Ten aanzien van deze feiten en omstandigheden doelen [appellanten] op informatie die [appellante sub 1] voor het eerst heeft gekregen in een gesprek op 16 februari 2012 met de curatoren van [G.]. Die informatie hield onder meer het volgende in. [G.] en [geïntimeerde sub 1] sr. zijn in 2007 overeengekomen dat de aandelen Cyclomedia aan de kinderen [geïntimeerde sub 1] zouden worden overgedragen tot zekerheid van de terugbetaling van de schuld van [G.] aan [geïntimeerde sub 1] sr. De kinderen [geïntimeerde sub 1] hebben uitsluitend de juridische eigendom verworven. De economische eigendom is bij [G.] Holding gebleven. [geïntimeerde sub 1] sr. is met de kinderen [geïntimeerde sub 1] in 2007 overeengekomen dat hij op elk gewenst moment de kinderen [geïntimeerde sub 1] kon verplichten de aandelen aan hem over te dragen. [G.] heeft de koopprijs van de aandelen ad € 200.000,00, met rente, aan [geïntimeerde sub 1] sr. (door)betaald ter aflossing van zijn schuld. [geïntimeerde sub 1] heeft als “bonus” voor het aftroggelen van de handtekening van [appellante sub 1] € 1.500.000,00 op zijn vordering op [G.] in mindering gebracht. De betaling door [appellante sub 1] van de koopprijs van € 10.000.000,00 voor de aandelen aan de kinderen [geïntimeerde sub 1] zou dienen ter aflossing van de schuld van [G.] aan [geïntimeerde sub 1] sr. Daarbij komt dat NIBC kort na de totstandkoming van de koopovereenkomst cumulatief preferente aandelen in Cyclomedia zou krijgen tegen betaling van € 10.000.000,00, waaraan dusdanige rechten waren verbonden dat de gewone aandelen waarop de koopovereenkomst zag veel minder tot niets waard zouden worden.
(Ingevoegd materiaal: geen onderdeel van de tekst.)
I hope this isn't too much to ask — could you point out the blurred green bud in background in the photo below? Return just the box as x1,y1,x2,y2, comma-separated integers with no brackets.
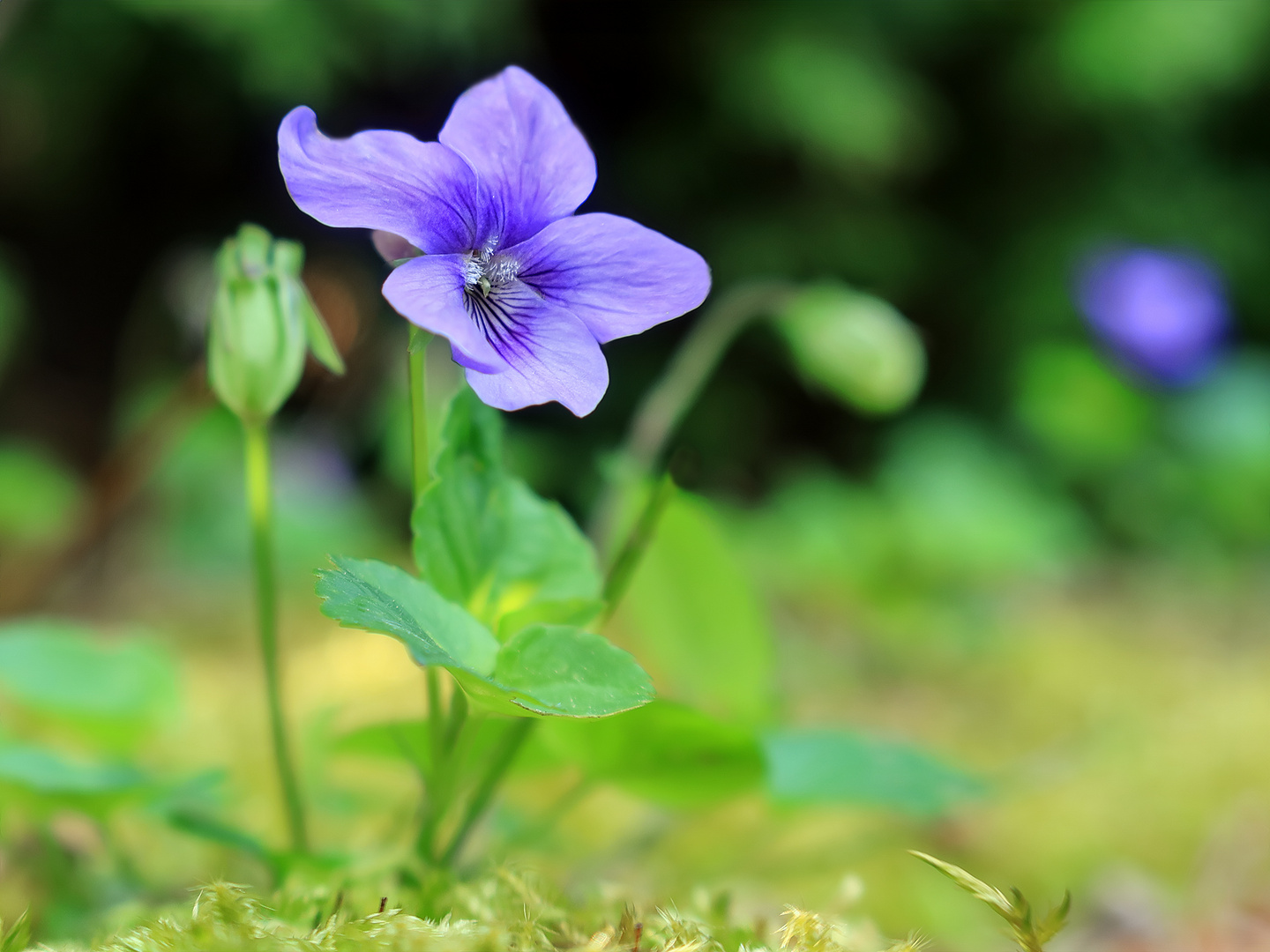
207,225,344,421
776,283,926,413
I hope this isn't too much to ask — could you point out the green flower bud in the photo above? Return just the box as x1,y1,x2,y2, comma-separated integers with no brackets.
776,285,926,413
207,225,344,421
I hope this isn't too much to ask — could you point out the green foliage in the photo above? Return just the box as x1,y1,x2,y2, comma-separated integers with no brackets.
763,729,983,814
0,912,31,952
909,849,1072,952
207,225,344,421
777,283,926,413
0,442,81,545
0,620,176,750
1169,352,1270,542
1057,0,1270,107
149,407,387,585
0,620,176,722
318,556,499,677
526,701,763,806
878,415,1085,580
615,491,773,724
116,0,519,107
412,390,602,640
719,29,930,174
318,559,653,718
318,391,653,718
0,745,145,796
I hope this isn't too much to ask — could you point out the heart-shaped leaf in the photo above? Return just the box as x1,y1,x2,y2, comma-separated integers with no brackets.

Verder is volgens [appellanten] nog het volgende van belang. Het dreigement waardoor [appellante sub 1] overstag ging, was dat zij bij weigering om de koopovereen-komst te tekenen volgens [G.] op haar geweten zou hebben dat er 200 gezinnen in de problemen zouden komen als de 200 werknemers van Cyclomedia op straat zouden komen te staan als gevolg van het niet doorgaan van de financiering door NIBC, terwijl die echter in zijn geheel werd gebruikt om [G.] af te lossen. Bovendien was [appellante sub 1] onkundig van het zekerheidskarakter van de overdracht van de aandelen Cyclomedia aan de kinderen [geïntimeerde sub 1] door [G.] Holding. Indien zij een en/of ander had geweten, dan was zij de koopovereenkomst niet aangegaan. Zij was met [G.] op huwelijkse voorwaarden gehuwd en ging nooit persoonlijke verplichtingen aan in verband met de zaken van haar man, aldus [appellanten]
3.5. [geïntimeerden] beroepen zich er op dat [appellante sub 1] zich bij het bestaan van de vordering op grond van het kort geding vonnis heeft neergelegd en die vordering ook heeft erkend, zoals volgt uit de briefovereenkomst (3.1.17), de overeenkomst van
6 februari 2012 (3.1.18) en de akten van verpanding en hypotheek (3.1.15).
Indien en voor zover [geïntimeerden]hiermee betogen dat de vorderingen in de bodemprocedure op grond waarvan de onderhavige beslagen zijn gelegd stranden, reeds omdat genoemde overeenkomsten en akten als vaststellingsovereenkomsten moeten worden beschouwd, gaat dit betoog naar het oordeel van het hof niet op. Een vaststellingsovereenkomst kan namelijk vernietigd worden wegens dwaling of enig ander wilsgebrek. Anders dan [geïntimeerden] betogen, ziet het door [appellanten] gestelde wilsgebrek op hetgeen partijen zeker en onbetwist aan de vermeende vaststellingsovereenkomsten ten grondslag hebben gelegd, namelijk de koopovereenkomst. In een dergelijk geval is een beroep op een wilsgebrek mogelijk wel gerechtvaardigd (HR 26 september 2008, NJ 2008, 521).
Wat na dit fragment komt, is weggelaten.